JAKARTA, Kebijakan Tarif pajak pertambangan nilai (PPN) 12% dan program pengampunan pajak (tax amnesty) pada 2025 adalah kombinasi mematikan bagi reformasi perpajakan di RI. Kedua kebijakan itu juga disebut-sebut hanya akan memberikan dampak buruk dalam jangka panjang.
Seperti yang diketahui, pemerintah akan menaikkan tarif PPN dari 11% menjadi 12% untuk bisa mengerek penerimaan negara sebesar Rp 75 triliun. Di saat sama pada tahun 2025, pemerintah bakal menjalankan program pengampunan pajak (tax amnesty) bagi mereka pengemplang pajak di masa lalu, untuk ketiga kalinya.

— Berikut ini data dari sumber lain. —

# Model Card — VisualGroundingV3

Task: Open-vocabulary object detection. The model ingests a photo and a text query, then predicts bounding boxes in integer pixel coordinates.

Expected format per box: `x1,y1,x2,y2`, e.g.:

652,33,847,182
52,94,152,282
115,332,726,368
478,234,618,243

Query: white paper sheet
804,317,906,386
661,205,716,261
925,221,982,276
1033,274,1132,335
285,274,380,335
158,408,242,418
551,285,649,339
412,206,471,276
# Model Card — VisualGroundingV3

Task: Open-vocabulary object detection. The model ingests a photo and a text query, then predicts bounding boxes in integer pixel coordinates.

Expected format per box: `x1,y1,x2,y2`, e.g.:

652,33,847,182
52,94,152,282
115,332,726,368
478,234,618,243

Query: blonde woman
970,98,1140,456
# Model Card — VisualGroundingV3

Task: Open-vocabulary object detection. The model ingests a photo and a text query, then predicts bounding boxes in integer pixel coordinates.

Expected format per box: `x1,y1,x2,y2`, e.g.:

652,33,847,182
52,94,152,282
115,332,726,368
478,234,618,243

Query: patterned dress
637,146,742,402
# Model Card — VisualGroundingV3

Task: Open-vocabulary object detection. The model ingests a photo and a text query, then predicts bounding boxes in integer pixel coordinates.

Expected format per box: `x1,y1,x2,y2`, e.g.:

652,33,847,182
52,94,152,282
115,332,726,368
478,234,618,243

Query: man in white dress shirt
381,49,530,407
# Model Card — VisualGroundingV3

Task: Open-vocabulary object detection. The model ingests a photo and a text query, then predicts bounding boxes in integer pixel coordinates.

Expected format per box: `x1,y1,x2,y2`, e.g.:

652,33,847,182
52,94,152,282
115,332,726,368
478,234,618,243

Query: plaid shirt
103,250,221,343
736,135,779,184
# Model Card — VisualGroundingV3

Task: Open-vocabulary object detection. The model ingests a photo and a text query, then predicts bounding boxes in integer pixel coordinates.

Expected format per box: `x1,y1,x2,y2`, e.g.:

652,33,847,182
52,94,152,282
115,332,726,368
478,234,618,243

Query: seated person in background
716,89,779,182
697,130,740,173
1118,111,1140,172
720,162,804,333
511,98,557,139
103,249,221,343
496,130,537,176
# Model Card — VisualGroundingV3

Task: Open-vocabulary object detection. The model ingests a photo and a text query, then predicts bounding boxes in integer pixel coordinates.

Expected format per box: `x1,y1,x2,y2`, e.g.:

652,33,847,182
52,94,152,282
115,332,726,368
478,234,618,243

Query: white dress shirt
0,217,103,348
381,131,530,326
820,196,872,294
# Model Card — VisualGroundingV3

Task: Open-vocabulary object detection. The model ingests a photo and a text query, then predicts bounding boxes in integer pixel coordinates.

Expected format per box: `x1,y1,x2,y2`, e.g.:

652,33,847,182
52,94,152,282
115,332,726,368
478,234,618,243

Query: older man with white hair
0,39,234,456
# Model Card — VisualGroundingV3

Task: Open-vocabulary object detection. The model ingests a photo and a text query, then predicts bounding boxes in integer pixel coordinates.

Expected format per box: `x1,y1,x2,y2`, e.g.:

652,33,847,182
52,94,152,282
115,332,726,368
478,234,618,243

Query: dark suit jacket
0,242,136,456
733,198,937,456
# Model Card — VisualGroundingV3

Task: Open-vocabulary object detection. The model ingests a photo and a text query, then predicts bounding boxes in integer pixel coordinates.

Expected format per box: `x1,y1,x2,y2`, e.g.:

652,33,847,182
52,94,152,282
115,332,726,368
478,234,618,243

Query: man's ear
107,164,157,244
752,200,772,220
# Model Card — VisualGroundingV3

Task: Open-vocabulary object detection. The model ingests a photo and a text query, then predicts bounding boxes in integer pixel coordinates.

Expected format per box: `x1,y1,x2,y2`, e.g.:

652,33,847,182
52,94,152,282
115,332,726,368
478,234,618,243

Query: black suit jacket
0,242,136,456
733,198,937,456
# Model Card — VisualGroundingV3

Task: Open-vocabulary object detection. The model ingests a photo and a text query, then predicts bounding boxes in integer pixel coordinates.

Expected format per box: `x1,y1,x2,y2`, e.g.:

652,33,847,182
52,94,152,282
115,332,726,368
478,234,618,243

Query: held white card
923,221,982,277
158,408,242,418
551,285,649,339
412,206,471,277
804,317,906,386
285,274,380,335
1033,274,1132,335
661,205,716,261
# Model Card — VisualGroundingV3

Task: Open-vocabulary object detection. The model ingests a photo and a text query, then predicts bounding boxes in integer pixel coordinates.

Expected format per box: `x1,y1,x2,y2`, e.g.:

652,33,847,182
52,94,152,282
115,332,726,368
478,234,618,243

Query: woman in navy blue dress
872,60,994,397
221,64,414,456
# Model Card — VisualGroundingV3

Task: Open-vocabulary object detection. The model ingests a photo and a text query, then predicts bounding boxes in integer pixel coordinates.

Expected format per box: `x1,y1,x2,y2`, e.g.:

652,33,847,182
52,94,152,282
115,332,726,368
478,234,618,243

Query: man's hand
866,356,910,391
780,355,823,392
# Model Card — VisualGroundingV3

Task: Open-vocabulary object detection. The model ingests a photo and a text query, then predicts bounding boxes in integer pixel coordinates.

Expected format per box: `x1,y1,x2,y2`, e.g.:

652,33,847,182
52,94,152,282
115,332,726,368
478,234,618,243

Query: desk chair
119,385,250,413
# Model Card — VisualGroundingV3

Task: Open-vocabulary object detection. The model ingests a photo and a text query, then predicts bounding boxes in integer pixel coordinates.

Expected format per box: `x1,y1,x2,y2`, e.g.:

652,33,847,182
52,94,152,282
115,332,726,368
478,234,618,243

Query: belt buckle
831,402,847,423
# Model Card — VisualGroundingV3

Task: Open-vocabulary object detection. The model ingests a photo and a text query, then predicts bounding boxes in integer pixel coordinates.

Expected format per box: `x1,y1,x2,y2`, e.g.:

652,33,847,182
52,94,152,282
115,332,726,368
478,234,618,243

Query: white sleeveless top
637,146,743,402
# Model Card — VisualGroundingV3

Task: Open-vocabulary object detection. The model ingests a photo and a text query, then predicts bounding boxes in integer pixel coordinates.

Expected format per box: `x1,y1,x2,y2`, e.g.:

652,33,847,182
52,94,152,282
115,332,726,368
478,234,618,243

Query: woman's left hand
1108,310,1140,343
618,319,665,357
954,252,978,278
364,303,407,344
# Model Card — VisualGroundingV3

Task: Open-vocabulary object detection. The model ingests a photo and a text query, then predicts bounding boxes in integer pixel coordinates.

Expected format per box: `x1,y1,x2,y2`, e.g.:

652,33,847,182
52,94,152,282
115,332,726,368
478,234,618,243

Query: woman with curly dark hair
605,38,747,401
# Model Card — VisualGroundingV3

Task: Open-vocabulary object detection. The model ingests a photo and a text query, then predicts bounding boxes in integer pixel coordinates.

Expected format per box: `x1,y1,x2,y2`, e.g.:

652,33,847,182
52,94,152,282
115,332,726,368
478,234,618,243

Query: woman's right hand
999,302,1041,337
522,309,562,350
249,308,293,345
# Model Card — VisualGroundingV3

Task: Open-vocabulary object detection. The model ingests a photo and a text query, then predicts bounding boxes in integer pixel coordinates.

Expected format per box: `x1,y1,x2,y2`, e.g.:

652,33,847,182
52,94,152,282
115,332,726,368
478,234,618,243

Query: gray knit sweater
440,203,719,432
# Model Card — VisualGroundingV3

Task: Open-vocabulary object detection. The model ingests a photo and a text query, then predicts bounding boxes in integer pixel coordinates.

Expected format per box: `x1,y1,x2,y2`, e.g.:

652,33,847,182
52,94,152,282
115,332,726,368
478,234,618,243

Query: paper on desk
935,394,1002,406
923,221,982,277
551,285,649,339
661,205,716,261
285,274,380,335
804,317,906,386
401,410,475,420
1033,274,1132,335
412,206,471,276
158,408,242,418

Pemerintah sendiri menargetkan realisasi penerimaan pajak tahun 2025 sebesar Rp 2.189,3 triliun. Untuk jenis pajak PPN dan Pajak Penjualan atas Barang Mewah (PPnBM) diperkirakan akan mencapai Rp 945,1 triliun. Angka ini tumbuh 13,32% dari outlook realisasi PPN dan PPnBM tahun 2024 yang sebesar Rp 819,2 triliun.
Ekonom Senior Bright Institute Awalil Rizky menjelaskan bahwa sejatinya tarif PPN itu masih belum cukup untuk mencapai target APBN tahun depan. Di menyebut, penerimaan PPN perlu mencapai kenaikan setidaknya 23,93%.
“Apalagi meningkatkan PPN sangat berpotensi menurunkan aktivitas ekonomi sehingga sangat mungkin untuk tidak mencapai tambahan Rp 75 triliun tersebut,” terang Awalil pada Selasa (26/11/2024).
Menurut dia, pemerintah akan mengejar target penerimaan perpajakan dengan menaikkan PPN dan menjalankan pengampunan pajak atau tax amnesty jilid III. Perihal tax amnesty, Bright Institute memperkirakan program tersebut memiliki potensi untuk menambah penerimaan sekitar Rp 80 triliun.
Namun Bright Institute menyayangkan penggunaan tax amnesty sebagai alat untuk mengejar pendapatan dari tebusan. Dalam narasi perencanaannya dulu, tax amnesty punya sasaran utama untuk profiling wajib pajak, sehingga menggali potensi penerimaan tahun-tahun berikutnya karena yang tadinya mengemplang, kemudian bisa ditagih pajaknya secara taat.
“Namun hal tersebut nyatanya gagal dilakukan dalam tax amnesty jilid I dan II, dan sekarang malah digunakan untuk mencari tambahan penerimaan ketika negara kembali desperate. Hal tersebut berdampak fatal bagi reformasi kebijakan,” kata Awalil.